According to a recent study, an overabundance of mechanosensation in the neurons responsible for our sense of limb position in space can disrupt musculoskeletal development and cause joint deformities such as arthrogryposis.
What Treatments are Available?
The research also demonstrates that it is possible to treat certain musculoskeletal conditions non-invasively by reducing this heightened sensory neuronal activity during a crucial age through the use of Botox or a specialized diet.
Distal arthrogryposis (DA) is a disorder characterized by congenital joint deformities, or contractures, that often restrict movement in the hands and feet and is estimated to afflict roughly one in 3,000 individuals worldwide. Alleviating the symptoms often requires invasive surgeries.
PIEZO2 Mutations and DA
Although mutations in genes associated with muscle and joint function have been linked to DA, gain-of-function mutations in PIEZO2 – a principal mechanosensor in sensory neurons that underlies touch sensation, proprioception, and other mechanosensory processes – have been found in patients with DA subtype 5 (DA5).
However, the mechanism by which PIEZO2 mutations cause DA is unknown. Using a mouse model, Shang Ma and colleagues found that over-expression of the mutant Piezo2 gain-of-function allele in proprioceptive neurons that enervate muscles and tendons during a critical postnatal period during development can cause joint contracture. These defects were not caused when the dysfunctional allele was expressed in skeletal muscles, cartilage, or tendons.
Potential Treatments
According to Ma et al., Botox injection and a dietary fatty acid commonly found in fish reduced joint and tendon defects.
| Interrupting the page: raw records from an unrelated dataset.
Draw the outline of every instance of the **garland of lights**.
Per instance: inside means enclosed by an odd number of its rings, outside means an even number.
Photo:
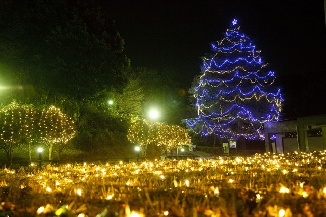
[[[191,142],[187,130],[180,126],[151,122],[144,119],[130,125],[127,138],[131,142],[141,146],[152,143],[165,149],[180,147]]]
[[[66,143],[76,133],[72,118],[53,106],[42,111],[38,125],[41,140],[49,143]]]
[[[39,112],[13,102],[1,107],[0,119],[0,140],[5,143],[28,143],[37,138],[66,143],[75,134],[73,120],[54,106]]]
[[[260,51],[240,32],[237,20],[203,58],[197,84],[192,87],[198,116],[186,120],[196,134],[221,138],[264,139],[264,124],[279,119],[283,100],[272,85]]]

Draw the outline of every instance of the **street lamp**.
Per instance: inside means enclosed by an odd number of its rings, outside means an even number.
[[[140,150],[140,148],[139,146],[136,146],[134,148],[134,150],[136,150],[136,157],[139,157],[139,150]]]
[[[37,149],[37,152],[39,152],[39,167],[41,168],[42,165],[42,152],[43,151],[43,148],[38,148]]]

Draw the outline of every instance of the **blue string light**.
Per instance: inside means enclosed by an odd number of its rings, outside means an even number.
[[[204,135],[264,139],[264,124],[280,118],[281,90],[267,70],[260,51],[240,31],[234,19],[224,38],[212,44],[213,53],[192,87],[198,117],[186,120],[189,128]]]

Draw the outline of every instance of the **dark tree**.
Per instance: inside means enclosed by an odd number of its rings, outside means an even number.
[[[78,99],[124,84],[123,40],[92,1],[0,3],[0,64],[14,66],[21,84]]]
[[[191,90],[198,117],[188,126],[203,135],[264,139],[264,123],[279,119],[283,101],[274,72],[235,20],[212,51]]]

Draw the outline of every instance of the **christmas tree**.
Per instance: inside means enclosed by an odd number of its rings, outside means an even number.
[[[283,101],[274,72],[235,19],[212,51],[190,90],[198,116],[188,126],[204,135],[264,139],[264,124],[279,118]]]

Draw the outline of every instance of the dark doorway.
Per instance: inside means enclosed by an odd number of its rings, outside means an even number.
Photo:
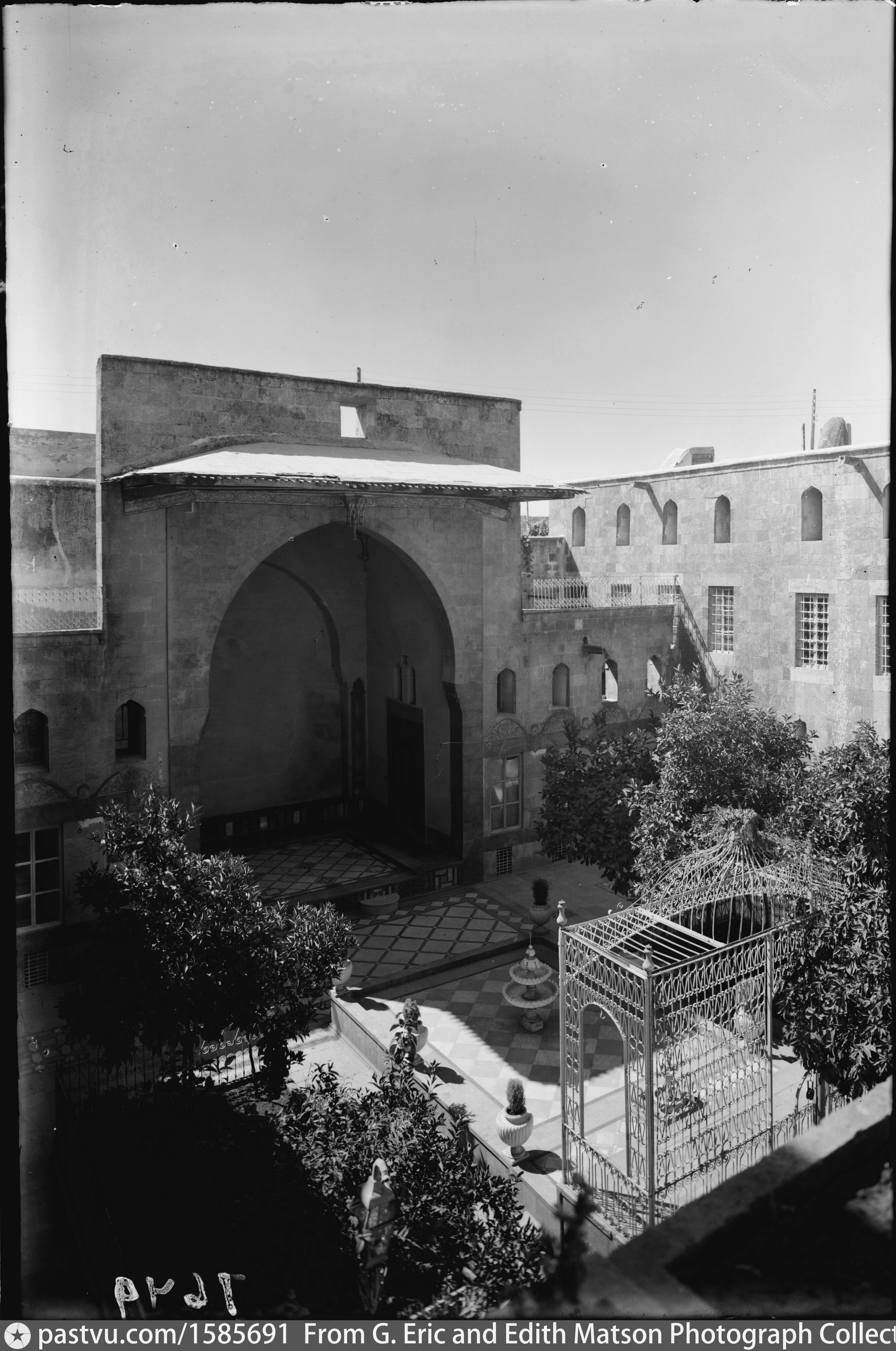
[[[423,839],[426,836],[423,709],[388,698],[385,734],[389,817],[396,825]]]

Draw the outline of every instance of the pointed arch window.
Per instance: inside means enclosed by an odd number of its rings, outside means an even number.
[[[801,539],[822,538],[822,494],[807,488],[801,499]]]
[[[499,713],[516,712],[516,676],[509,667],[500,671],[497,677],[497,711]]]
[[[15,763],[39,769],[50,766],[50,735],[46,713],[28,708],[12,724]]]
[[[716,497],[712,540],[716,544],[731,543],[731,503],[727,497]]]
[[[678,543],[678,508],[672,497],[662,508],[662,542],[664,544]]]
[[[569,708],[569,666],[565,666],[562,662],[559,666],[554,666],[550,701],[554,708]]]
[[[146,709],[132,698],[115,709],[115,758],[130,755],[146,759]]]

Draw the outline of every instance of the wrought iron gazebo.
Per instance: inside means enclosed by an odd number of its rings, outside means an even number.
[[[824,1112],[774,1120],[772,997],[808,916],[841,894],[831,863],[727,812],[724,838],[670,865],[639,902],[559,939],[564,1181],[578,1173],[630,1238]],[[620,1032],[624,1156],[585,1129],[582,1021]],[[820,1085],[816,1085],[820,1088]]]

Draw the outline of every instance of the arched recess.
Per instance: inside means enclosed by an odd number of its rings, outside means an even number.
[[[822,494],[818,488],[807,488],[800,499],[800,538],[822,539]]]
[[[624,1147],[624,1171],[630,1171],[630,1127],[628,1127],[628,1040],[612,1009],[599,998],[588,998],[578,1013],[578,1120],[582,1135],[591,1138],[600,1129],[601,1117],[589,1115],[589,1101],[600,1104],[608,1093],[624,1092],[626,1132],[624,1140],[605,1139],[600,1142],[605,1154],[623,1170],[622,1147]],[[614,1132],[615,1135],[615,1132]],[[614,1148],[615,1146],[615,1148]],[[618,1158],[612,1155],[618,1152]]]
[[[295,535],[245,578],[219,624],[199,747],[205,817],[358,797],[388,812],[388,707],[415,697],[426,835],[462,850],[453,677],[445,607],[400,549],[366,531],[358,540],[342,523]]]

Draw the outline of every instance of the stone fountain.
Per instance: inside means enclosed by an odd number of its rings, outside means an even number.
[[[531,942],[523,961],[511,966],[511,979],[501,994],[514,1008],[524,1009],[520,1027],[526,1032],[541,1032],[545,1027],[541,1011],[549,1009],[558,994],[557,982],[550,975],[550,966],[539,962]]]

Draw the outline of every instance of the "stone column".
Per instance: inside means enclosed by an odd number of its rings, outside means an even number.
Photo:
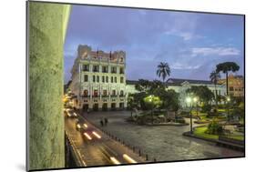
[[[27,170],[65,167],[63,45],[70,5],[27,3]]]

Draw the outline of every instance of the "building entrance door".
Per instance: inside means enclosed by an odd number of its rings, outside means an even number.
[[[98,110],[98,104],[94,104],[93,105],[93,110],[97,111]]]

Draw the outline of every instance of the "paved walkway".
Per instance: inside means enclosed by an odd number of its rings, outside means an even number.
[[[91,112],[83,116],[97,127],[100,118],[108,117],[108,125],[103,126],[112,135],[128,145],[139,147],[149,158],[158,161],[176,161],[216,157],[243,157],[243,153],[216,147],[215,144],[196,138],[183,137],[189,126],[147,126],[126,122],[130,116],[128,111]],[[194,125],[196,126],[196,125]]]
[[[86,123],[89,130],[94,130],[101,136],[100,139],[86,140],[83,138],[83,133],[76,129],[76,118],[65,119],[65,129],[75,144],[77,154],[84,161],[85,166],[104,166],[112,165],[107,152],[111,154],[121,163],[128,164],[124,159],[123,155],[127,154],[138,163],[145,162],[145,158],[134,153],[130,148],[123,146],[121,143],[112,139],[109,136],[102,133],[99,129],[88,123],[83,116],[78,115],[80,123]]]

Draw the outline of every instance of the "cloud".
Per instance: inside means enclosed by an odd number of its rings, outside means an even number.
[[[234,47],[195,47],[191,49],[191,56],[238,56],[241,51]]]
[[[171,69],[198,69],[200,67],[200,65],[191,66],[191,65],[188,65],[188,64],[181,64],[179,62],[176,62],[176,63],[170,65]]]
[[[203,38],[204,36],[200,35],[196,35],[193,34],[192,32],[181,32],[181,31],[178,31],[178,30],[170,30],[170,31],[166,31],[164,32],[165,35],[176,35],[176,36],[179,36],[182,37],[182,39],[184,41],[189,41],[191,39],[197,39],[197,38]]]

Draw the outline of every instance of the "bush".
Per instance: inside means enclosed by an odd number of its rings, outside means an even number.
[[[223,127],[217,121],[213,120],[208,125],[206,133],[210,135],[220,135],[223,133]]]
[[[209,113],[209,112],[210,112],[210,109],[211,109],[211,106],[210,106],[210,105],[204,105],[204,106],[202,106],[202,107],[201,107],[201,112],[203,112],[203,113],[205,113],[205,112]]]
[[[181,123],[181,124],[185,124],[185,119],[183,119],[183,118],[178,118],[178,119],[175,120],[175,122],[177,122],[177,123]]]

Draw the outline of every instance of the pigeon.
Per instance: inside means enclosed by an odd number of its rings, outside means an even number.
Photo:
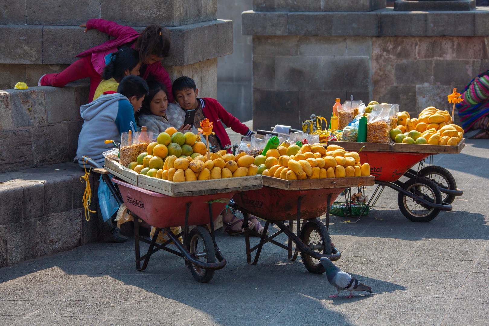
[[[323,257],[320,260],[321,263],[326,271],[328,281],[332,285],[338,289],[334,294],[330,296],[330,298],[338,296],[341,290],[350,291],[350,295],[345,297],[350,298],[353,296],[354,291],[364,291],[372,293],[372,288],[366,285],[359,281],[338,268],[328,258]]]

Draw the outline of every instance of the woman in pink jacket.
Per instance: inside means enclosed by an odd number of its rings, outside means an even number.
[[[140,34],[128,26],[103,19],[91,19],[80,27],[85,27],[86,32],[95,28],[114,38],[78,55],[76,56],[81,59],[61,72],[43,75],[39,79],[38,86],[63,87],[70,82],[89,77],[91,101],[100,83],[101,75],[105,67],[105,56],[123,46],[130,46],[139,53],[139,60],[142,63],[140,75],[145,80],[151,77],[166,86],[168,89],[168,102],[173,102],[170,76],[160,62],[170,52],[171,39],[168,30],[152,24]]]

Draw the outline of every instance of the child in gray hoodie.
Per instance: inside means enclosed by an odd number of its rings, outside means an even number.
[[[83,168],[82,158],[87,156],[103,165],[102,153],[111,148],[106,140],[119,140],[121,133],[130,130],[135,132],[134,113],[141,108],[149,91],[146,81],[134,75],[124,77],[117,87],[117,92],[106,92],[93,102],[80,108],[85,119],[78,136],[75,159]]]

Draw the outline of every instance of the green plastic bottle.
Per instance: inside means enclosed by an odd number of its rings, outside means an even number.
[[[270,149],[274,148],[276,149],[278,147],[279,144],[280,144],[280,141],[278,140],[278,137],[276,136],[270,137],[270,139],[268,139],[268,141],[267,142],[267,145],[265,145],[265,148],[263,149],[262,155],[266,155],[267,152]]]
[[[358,131],[356,135],[357,143],[365,143],[367,141],[367,117],[364,115],[358,121]]]

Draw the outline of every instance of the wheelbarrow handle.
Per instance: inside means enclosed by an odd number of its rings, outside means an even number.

“The study by Ma et al. provides exciting new insights into the mechanisms that cause DA,” writes Urich Müller in a related Perspective. “Finding that expression of the gain-of-function allele of Piezo2 in young adult mice does not cause DA symptoms is reassuring. It narrows down a time window for potential therapeutic intervention that could lead to lifelong improvement for the affected patients.”
Conclusion
In conclusion, the research by Ma et al. has provided new insights into the mechanisms that cause DA and has identified potential non-invasive treatments. Botox injection and a dietary fatty acid may be effective in reducing joint and tendon defects associated with DA. Further research is needed to determine the efficacy of these treatments in humans.